Chyntia também destaca que as Forças Armadas são obrigadas, de imediato, a respeitar o uso do nome social, atualizando assentamentos funcionais, fichas internas, listas de chamada, bem como todo e qualquer documento administrativo. “Nome social é o nome com o qual a pessoa trans se identifica, independentemente de ter alterado seu registro civil de nascimento.”
No que se refere ao assédio moral institucional, ela observa que militares trans não poderão ser rebaixados(as), desviados(as) de função, receber punições ou ter restringido o direito de ascensão hierárquica.
Luta contra a discriminação
Para a advogada, a decisão representa um marco na luta contra a discriminação de pessoas trans. “Além de vincular todas as decisões do país envolvendo pessoas trans e as Forças Armadas — um dos ambientes mais normativos e resistentes às mudanças — esse entendimento contribui para a despatologização das identidades trans, pavimenta o reconhecimento de que os direitos de pessoas trans e travestis são direitos humanos e reafirma a decisão da ADI 4.275 do STF, que proibiu qualquer discriminação baseada na identidade de gênero.”

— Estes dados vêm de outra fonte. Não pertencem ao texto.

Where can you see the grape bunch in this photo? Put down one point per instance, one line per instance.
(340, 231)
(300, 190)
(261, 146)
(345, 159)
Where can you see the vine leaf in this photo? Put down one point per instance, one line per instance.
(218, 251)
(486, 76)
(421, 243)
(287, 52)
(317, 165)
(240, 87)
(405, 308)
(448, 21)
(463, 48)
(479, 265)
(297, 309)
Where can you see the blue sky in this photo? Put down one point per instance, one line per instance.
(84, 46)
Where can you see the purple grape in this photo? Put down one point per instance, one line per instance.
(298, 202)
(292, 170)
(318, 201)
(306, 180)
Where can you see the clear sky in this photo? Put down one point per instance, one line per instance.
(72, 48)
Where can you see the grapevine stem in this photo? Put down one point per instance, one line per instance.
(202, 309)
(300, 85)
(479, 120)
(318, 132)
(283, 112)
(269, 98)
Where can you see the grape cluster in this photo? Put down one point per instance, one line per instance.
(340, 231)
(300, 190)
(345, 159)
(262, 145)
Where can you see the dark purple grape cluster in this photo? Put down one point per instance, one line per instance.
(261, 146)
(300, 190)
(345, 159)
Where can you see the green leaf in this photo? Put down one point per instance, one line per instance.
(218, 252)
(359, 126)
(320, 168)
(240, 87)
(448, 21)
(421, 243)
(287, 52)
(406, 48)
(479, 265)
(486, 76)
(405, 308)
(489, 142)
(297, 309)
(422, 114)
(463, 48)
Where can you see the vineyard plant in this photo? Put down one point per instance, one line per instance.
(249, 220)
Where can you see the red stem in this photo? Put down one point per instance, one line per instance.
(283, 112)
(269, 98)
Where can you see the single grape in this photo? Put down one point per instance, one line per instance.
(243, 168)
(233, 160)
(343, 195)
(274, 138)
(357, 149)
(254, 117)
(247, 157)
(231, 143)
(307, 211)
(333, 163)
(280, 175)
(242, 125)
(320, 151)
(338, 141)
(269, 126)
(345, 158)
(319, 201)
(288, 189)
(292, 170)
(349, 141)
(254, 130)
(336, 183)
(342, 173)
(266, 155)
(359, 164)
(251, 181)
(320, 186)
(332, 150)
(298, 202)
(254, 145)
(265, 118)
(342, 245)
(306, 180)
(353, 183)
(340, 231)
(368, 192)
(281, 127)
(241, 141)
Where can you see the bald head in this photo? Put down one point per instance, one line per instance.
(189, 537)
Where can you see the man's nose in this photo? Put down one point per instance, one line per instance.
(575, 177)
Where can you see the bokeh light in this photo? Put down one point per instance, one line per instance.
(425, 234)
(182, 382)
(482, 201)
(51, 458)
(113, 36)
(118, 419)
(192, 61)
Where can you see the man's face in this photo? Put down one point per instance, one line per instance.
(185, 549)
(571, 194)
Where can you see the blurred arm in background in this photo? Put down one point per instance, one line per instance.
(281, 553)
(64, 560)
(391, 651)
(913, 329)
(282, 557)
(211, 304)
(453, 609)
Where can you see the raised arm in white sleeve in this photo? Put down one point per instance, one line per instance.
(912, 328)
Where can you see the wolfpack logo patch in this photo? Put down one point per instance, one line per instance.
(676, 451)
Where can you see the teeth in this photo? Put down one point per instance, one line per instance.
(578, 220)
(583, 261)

“Reforça, ainda, a necessidade de um direito antidiscriminatório em sentido amplo, que proteja e repare minimamente e legalmente a dignidade dessas pessoas, que suportam e vivem barreiras dos mais diversos vieses sociais e institucionais em nosso país — barreiras invisíveis e inimagináveis para a grande maioria das pessoas cisgêneras”, complementa.
Na visão da especialista, a decisão do STJ dialoga profundamente com os princípios constitucionais, pois preserva a proteção de militares trans e travestis nas Forças Armadas contra discriminações no exercício de suas funções. “Também reforça o papel do trabalho e do serviço público como meios de inclusão, equidade, dignidade e mobilidade social, sobretudo em um país onde grande parte dessa população se encontra em vulnerabilidade socioeconômica e fora do mercado formal de trabalho.”
Ela conclui: “Ao reconhecer as identidades trans nas Forças Armadas, o STJ reafirma a dignidade da pessoa humana como valor supremo; ao impedir afastamentos e reformas compulsórias, cumpre o objetivo constitucional de eliminar preconceitos e promover igualdade material; ao assegurar que militares trans devem ser tratados como qualquer outro servidor, reafirma a igualdade formal perante a lei; e, ao vedar práticas discriminatórias, concretiza o dever estatal de prevenir e punir discriminações odiosas”.
“Assim, o STJ materializa constitucionalmente que todas as pessoas — especialmente pessoas trans e travestis — possam trabalhar, viver com respeito, proteção e cidadania plena”, finaliza Chyntia Barcellos.